Брачная церемония не требовала долгой подготовки и состоялась на следующий день. Тогда же Хираму и его жене отвели новую комнатку с отдельным входом, чему юноша был очень рад: ему не хотелось жить с Нирой там, где хотя бы что-то напоминало об Аруне. Он перенес в комнату свои вещи: циновки, лампу в виде плоской чашки на подставке, письменные принадлежности.

Сидя над свитками в Доме Жизни, Хирам не мог думать ни о чем, кроме того, что дома его ждет любимая женщина. Он отчетливо видел начертанные на папирусе знаки, но почему-то не мог понять их значения, как будто бы разучился делать то, что столько лет составляло смысл его жизни.

Едва дождавшись часа, когда можно было покинуть Дом Жизни, юноша поспешил в свое новое жилище. Он сразу заметил, что здесь появились новые вещи: покрытая цветной глазурью глиняная посуда, две большие плетеные корзины, а также металлическое зеркало и большой сундук для хранения одежды. Нира приготовила вкусный ужин и ждала Хирама. Она выглядела очень смущенной, но радостной; ее ресницы трепетали, а на щеках пылал румянец.

Юноша от души нахваливал все, что ему подала молодая жена, хотя на самом деле от волнения кусок не шел ему в горло. Хирам чувствовал себя не в своей тарелке. С одной стороны, они должны были лечь вместе, с другой – он не был уверен, хочет ли этого Нира. И потом… проклятая Аруна! Юноша не представлял, как вести себя с обыкновенной, нормальной женщиной. Эта безумная сирийка будто заклеймила его огненной печатью! В довершение всего в его разум заползала предательская мысль: как знать, быть может, любовник Ниры сделал с ней то же самое?

Пока девушка убирала посуду, в комнатке стало темно. Хирам зажег лампу. В ее свете кожа Ниры казалась золотистой, а глаза блестели, будто два таинственных зеркала. Между новоиспеченными супругами возникла странная отчужденность, и они молчали.
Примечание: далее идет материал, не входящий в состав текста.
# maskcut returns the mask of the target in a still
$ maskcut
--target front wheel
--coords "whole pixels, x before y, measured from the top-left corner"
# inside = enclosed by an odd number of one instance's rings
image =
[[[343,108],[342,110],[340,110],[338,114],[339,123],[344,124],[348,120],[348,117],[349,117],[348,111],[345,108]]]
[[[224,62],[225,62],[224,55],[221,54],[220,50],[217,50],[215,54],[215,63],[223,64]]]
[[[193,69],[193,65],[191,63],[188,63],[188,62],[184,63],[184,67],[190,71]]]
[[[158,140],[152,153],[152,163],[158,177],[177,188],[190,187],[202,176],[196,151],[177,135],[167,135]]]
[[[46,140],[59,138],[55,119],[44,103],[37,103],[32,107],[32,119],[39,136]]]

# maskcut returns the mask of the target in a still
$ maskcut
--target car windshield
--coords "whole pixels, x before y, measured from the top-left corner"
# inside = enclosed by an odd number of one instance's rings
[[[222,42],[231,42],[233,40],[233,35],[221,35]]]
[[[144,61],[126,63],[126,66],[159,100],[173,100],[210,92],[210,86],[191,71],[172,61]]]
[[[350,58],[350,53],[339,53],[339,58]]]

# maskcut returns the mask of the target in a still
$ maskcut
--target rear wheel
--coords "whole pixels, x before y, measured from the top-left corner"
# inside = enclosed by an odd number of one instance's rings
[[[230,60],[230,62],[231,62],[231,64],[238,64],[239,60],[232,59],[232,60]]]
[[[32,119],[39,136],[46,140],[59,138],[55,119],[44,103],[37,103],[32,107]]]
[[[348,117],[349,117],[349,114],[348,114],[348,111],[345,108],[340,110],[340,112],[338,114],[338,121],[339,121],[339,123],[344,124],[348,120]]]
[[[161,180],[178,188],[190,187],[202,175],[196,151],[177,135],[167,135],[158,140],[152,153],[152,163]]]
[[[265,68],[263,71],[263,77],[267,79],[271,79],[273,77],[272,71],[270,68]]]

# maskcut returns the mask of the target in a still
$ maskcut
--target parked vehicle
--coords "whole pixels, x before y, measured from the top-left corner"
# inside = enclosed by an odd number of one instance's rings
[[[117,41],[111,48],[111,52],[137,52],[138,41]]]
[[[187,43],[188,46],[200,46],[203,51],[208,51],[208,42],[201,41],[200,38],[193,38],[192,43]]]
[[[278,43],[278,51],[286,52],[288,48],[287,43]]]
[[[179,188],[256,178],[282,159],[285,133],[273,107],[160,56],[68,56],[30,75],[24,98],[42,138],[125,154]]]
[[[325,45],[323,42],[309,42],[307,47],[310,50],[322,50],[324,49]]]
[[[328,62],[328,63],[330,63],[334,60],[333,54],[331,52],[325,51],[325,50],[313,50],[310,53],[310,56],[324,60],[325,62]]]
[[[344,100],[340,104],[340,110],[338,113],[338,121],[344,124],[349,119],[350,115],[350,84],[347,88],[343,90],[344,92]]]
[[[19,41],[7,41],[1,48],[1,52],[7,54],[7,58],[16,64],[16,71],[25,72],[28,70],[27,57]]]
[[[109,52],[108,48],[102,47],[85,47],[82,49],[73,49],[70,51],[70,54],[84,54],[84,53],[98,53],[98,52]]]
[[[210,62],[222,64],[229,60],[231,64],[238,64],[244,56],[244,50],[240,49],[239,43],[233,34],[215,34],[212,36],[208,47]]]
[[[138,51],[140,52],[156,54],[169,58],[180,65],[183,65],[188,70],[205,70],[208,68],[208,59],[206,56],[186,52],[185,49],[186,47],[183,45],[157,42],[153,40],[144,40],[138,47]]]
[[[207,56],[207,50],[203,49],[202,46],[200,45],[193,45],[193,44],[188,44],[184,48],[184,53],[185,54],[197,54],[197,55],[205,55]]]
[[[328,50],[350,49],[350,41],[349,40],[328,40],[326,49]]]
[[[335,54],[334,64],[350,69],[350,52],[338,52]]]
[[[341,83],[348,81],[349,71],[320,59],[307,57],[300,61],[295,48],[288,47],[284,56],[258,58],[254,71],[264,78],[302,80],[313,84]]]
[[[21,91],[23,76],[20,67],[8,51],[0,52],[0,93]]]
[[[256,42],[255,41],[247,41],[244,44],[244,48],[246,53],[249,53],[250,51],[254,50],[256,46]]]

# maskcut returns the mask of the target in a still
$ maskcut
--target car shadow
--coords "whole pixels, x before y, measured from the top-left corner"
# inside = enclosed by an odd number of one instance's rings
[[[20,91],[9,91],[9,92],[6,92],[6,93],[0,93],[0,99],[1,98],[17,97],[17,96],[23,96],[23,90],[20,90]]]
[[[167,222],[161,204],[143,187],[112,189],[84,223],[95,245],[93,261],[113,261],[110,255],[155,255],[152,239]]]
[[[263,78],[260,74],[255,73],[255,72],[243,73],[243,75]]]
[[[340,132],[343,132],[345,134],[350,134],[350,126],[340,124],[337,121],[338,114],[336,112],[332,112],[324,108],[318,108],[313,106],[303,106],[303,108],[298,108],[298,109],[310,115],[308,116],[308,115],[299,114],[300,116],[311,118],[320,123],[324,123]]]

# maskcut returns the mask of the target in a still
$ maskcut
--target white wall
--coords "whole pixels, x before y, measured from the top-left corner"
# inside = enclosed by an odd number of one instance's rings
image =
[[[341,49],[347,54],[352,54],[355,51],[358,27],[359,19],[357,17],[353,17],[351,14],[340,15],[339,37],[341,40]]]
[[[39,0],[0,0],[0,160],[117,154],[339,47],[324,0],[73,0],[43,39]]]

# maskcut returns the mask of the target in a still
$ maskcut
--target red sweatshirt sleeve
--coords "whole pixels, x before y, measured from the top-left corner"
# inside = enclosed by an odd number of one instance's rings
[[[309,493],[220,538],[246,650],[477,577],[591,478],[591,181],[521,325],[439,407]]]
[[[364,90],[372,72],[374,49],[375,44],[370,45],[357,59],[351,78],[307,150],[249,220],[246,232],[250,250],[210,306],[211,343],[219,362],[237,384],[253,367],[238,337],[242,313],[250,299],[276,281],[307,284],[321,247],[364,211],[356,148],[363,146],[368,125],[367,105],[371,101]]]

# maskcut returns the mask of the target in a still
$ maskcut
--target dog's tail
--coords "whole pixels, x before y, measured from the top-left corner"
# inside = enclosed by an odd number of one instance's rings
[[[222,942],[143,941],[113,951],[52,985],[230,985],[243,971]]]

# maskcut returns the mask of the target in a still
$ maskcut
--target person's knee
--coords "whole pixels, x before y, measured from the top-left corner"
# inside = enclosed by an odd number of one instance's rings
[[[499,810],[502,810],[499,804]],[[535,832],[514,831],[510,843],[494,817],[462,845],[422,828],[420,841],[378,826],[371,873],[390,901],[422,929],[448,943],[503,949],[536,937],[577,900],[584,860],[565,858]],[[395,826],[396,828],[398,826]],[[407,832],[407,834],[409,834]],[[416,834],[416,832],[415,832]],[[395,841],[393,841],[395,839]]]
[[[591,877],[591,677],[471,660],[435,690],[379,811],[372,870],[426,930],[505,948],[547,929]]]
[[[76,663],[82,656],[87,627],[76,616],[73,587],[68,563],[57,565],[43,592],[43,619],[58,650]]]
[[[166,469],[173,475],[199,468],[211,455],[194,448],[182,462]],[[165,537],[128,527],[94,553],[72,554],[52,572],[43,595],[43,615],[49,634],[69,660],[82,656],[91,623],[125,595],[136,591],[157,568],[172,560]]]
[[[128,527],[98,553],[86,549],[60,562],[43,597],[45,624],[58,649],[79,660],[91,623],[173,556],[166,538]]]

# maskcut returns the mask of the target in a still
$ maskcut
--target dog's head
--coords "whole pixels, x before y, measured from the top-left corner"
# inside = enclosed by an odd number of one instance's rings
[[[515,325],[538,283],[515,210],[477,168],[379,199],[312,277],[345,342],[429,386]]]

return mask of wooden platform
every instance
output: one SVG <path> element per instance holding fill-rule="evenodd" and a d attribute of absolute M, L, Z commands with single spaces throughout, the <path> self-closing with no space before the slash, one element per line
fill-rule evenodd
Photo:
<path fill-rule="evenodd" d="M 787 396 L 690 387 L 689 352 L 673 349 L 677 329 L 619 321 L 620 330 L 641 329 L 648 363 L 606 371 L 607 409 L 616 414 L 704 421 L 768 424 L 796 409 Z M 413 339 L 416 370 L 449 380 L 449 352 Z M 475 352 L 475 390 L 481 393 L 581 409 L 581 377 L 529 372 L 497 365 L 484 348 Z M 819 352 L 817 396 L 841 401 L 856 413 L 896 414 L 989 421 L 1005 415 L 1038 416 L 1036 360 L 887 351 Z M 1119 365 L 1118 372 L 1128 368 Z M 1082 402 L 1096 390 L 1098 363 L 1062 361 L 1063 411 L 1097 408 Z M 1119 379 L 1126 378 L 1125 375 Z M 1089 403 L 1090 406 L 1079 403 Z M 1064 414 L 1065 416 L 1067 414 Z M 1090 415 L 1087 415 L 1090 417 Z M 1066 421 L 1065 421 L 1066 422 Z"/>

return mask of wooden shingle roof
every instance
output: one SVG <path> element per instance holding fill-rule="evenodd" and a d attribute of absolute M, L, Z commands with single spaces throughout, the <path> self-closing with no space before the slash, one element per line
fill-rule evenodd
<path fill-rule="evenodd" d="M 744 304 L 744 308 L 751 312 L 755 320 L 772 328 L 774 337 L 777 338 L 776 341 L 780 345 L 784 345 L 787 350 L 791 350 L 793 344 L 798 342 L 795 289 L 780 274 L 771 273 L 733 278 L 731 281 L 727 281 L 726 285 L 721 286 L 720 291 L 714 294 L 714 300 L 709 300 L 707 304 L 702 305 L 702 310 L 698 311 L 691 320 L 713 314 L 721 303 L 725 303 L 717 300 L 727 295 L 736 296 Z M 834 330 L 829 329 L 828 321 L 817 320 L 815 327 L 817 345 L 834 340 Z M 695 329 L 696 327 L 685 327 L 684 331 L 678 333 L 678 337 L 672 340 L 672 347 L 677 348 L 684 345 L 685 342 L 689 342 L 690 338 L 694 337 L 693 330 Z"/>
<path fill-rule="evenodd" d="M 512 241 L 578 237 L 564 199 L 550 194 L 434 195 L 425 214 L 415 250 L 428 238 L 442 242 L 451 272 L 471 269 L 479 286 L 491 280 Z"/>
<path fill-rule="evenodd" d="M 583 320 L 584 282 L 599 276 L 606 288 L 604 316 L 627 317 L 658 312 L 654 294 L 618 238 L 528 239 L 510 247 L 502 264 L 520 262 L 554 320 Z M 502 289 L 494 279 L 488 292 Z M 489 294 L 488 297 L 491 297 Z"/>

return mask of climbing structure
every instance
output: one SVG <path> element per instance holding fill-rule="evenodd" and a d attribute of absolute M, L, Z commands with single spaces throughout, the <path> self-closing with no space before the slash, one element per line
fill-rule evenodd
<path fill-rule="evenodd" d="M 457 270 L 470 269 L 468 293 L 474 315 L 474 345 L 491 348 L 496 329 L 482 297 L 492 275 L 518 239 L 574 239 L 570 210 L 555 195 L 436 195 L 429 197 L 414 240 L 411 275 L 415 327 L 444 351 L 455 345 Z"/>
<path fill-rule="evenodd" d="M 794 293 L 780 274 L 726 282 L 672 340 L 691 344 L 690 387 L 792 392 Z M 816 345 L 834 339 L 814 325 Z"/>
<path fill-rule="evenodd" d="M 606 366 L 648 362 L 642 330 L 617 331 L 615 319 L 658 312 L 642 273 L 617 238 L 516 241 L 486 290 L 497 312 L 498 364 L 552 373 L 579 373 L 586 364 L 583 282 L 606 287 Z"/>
Внезапно Хирам подумал о том, что они поступили неправильно. Их брак носил характер сделки: Нира вышла за него, чтобы спасти свою честь и дать ребенку отца, а он… он желал избавиться от воспоминаний о том жарком и постыдном, чему предавался с помрачающей разум и совесть страстью. Он знал, что Нира будет именно такой женой, какая ему нужна. И если он не женится на ней сейчас, она никогда ему не достанется.

Тихонько вздохнув, Нира легла спать не раздеваясь, поджав по себя ноги. Ей было немного стыдно и страшно, но все же она была готова отдаться Хираму. Только, по-видимому, он не хотел ее. Наверное, потому, что она принадлежала другому мужчине или потому, что в ее теле зрела новая жизнь. Однако он женился на ней! Пожалел? В таком случае, не пожалеет ли он об этом когда-нибудь снова? Девушке стало обидно и больно, потому что она успела привязаться к нему, полюбить, пусть не страстно, но глубоко. Нира уважала своего супруга и преклонялась перед живой, могучей, хотя и не вполне понятной силой, которой он служил.

Хирам устроился у противоположной стены. Оба долго не могли заснуть, но притворялись спящими, каждый думая о своем, терзаясь своими собственными сомнениями и болью.

Хирам неслышно поднялся и вышел еще до рассвета, когда небо было серебристо-серым, как рыбья чешуя, а воздух ласкал прохладой. Он долго смотрел на спящую Ниру, но так и не решился потревожить ее. Он направился во двор храма, полный раскаяния и сомнений. Совершил омовение в священном бассейне. По пути в Дом Жизни встретил Бакту, который проснулся столь же рано. Тот принялся подшучивать над Хирамом, как это принято после свадьбы и брачной ночи, но юноша держался замкнуто и даже не улыбнулся.